In [0]:
%pip install awscli


In [0]:
%sh aws configure set region us-east-1

In [0]:
dbutils.library.restartPython()

The below backfill only collected files from the LA region. I need to collect from the elsewhere in addition, but I don't need to do a backfill on this right now. 

In [0]:
# import os
# import time
# import subprocess
# from pyspark.sql import SparkSession

# # Initialize the Spark session (Databricks automatically creates one)
# spark = SparkSession.builder.getOrCreate()

# # Read the Delta table that contains the location_id column.
# # Adjust the path as needed for your environment.
# delta_df = spark.read.format("delta").load("/Volumes/tabular/dataexpert/freshoats_capstone/la_sensors_delta_table")

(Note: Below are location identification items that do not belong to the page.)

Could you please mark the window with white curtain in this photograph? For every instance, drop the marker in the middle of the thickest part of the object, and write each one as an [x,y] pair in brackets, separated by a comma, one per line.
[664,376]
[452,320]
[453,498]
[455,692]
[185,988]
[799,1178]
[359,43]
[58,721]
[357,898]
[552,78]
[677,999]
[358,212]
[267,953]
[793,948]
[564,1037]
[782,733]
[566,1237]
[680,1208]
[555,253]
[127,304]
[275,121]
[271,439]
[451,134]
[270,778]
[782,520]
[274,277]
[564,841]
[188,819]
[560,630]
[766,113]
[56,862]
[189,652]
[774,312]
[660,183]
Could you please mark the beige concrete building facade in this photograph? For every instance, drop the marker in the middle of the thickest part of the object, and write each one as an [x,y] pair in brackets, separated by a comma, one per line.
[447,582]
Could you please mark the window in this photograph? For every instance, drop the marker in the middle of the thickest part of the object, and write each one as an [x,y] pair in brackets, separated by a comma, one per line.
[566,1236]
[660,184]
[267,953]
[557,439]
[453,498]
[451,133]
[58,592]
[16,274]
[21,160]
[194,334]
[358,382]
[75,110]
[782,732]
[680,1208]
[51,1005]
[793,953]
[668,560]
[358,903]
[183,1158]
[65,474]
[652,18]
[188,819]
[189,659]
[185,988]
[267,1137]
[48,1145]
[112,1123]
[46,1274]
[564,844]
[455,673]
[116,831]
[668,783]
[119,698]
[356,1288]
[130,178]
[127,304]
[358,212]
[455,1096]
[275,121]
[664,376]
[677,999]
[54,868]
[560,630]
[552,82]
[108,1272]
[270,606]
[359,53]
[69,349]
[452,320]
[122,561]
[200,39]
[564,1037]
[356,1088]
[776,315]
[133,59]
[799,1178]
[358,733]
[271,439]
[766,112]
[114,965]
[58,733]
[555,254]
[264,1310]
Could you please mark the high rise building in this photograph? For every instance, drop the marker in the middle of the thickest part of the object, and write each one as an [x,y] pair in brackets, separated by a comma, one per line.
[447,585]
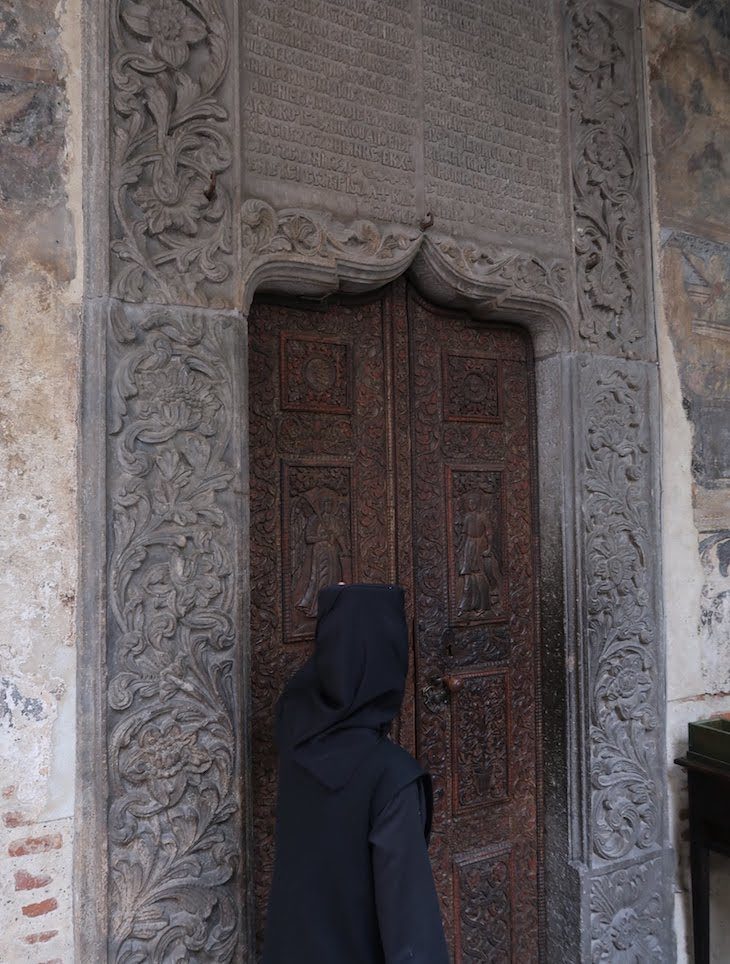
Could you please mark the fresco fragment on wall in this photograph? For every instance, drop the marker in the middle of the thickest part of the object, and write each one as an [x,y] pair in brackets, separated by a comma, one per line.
[690,89]
[715,611]
[691,114]
[706,279]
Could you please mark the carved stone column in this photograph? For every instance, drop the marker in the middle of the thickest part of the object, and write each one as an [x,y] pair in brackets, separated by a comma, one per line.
[161,861]
[617,431]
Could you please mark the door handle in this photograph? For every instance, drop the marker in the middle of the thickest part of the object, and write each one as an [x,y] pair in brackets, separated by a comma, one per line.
[437,693]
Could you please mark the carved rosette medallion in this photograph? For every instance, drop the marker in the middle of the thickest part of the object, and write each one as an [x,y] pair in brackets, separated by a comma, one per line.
[171,151]
[620,612]
[607,175]
[173,762]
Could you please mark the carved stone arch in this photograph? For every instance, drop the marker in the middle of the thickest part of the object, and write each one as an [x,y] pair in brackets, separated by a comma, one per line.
[496,286]
[173,261]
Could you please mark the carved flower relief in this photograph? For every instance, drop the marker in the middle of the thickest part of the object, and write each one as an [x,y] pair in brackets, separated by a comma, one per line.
[626,914]
[608,162]
[610,434]
[176,199]
[165,758]
[177,399]
[616,564]
[189,580]
[170,25]
[628,687]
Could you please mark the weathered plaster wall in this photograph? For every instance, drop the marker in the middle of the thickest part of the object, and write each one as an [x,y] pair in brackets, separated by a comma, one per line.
[39,325]
[689,57]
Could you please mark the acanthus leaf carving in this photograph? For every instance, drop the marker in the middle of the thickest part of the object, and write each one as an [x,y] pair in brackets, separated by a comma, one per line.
[172,146]
[606,176]
[515,273]
[625,737]
[174,813]
[317,235]
[627,911]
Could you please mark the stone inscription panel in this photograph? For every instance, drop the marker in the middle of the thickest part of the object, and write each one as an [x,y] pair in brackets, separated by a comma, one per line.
[492,117]
[331,112]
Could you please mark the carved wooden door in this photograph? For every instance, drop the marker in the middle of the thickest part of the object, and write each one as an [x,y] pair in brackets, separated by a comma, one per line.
[391,442]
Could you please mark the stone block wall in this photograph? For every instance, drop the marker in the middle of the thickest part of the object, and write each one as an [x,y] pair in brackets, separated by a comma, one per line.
[689,63]
[40,288]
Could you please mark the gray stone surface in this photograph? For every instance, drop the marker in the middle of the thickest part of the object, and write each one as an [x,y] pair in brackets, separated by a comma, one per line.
[491,120]
[175,387]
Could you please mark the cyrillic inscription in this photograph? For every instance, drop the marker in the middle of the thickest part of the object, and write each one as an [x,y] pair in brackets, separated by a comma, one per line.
[331,105]
[492,116]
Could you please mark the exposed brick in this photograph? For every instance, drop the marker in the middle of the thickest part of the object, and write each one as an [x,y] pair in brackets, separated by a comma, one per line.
[35,845]
[42,907]
[40,938]
[26,881]
[14,818]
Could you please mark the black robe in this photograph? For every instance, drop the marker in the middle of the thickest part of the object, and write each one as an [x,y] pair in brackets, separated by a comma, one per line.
[352,880]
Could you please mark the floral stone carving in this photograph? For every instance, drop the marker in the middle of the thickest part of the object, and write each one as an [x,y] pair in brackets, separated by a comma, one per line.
[607,175]
[316,235]
[171,149]
[620,613]
[174,813]
[516,273]
[627,915]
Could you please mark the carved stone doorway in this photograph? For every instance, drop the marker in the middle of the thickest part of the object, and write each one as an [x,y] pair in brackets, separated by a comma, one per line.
[392,441]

# # Collect the location_ids into a Python list (assuming the column name is "location_id")
# location_ids = [row.location_id for row in delta_df.select("location_id").collect()]

# # Settings for the AWS S3 backfill
# year = '2025'
# month = '02'
# base_s3_path = "s3://openaq-data-archive/records/csv.gz/"

# # New folder in your volume where files will be saved
# local_base_dir = "/Workspace/Users/justin.papreck@gmail.com/AirQuality/AirQualityBackfill"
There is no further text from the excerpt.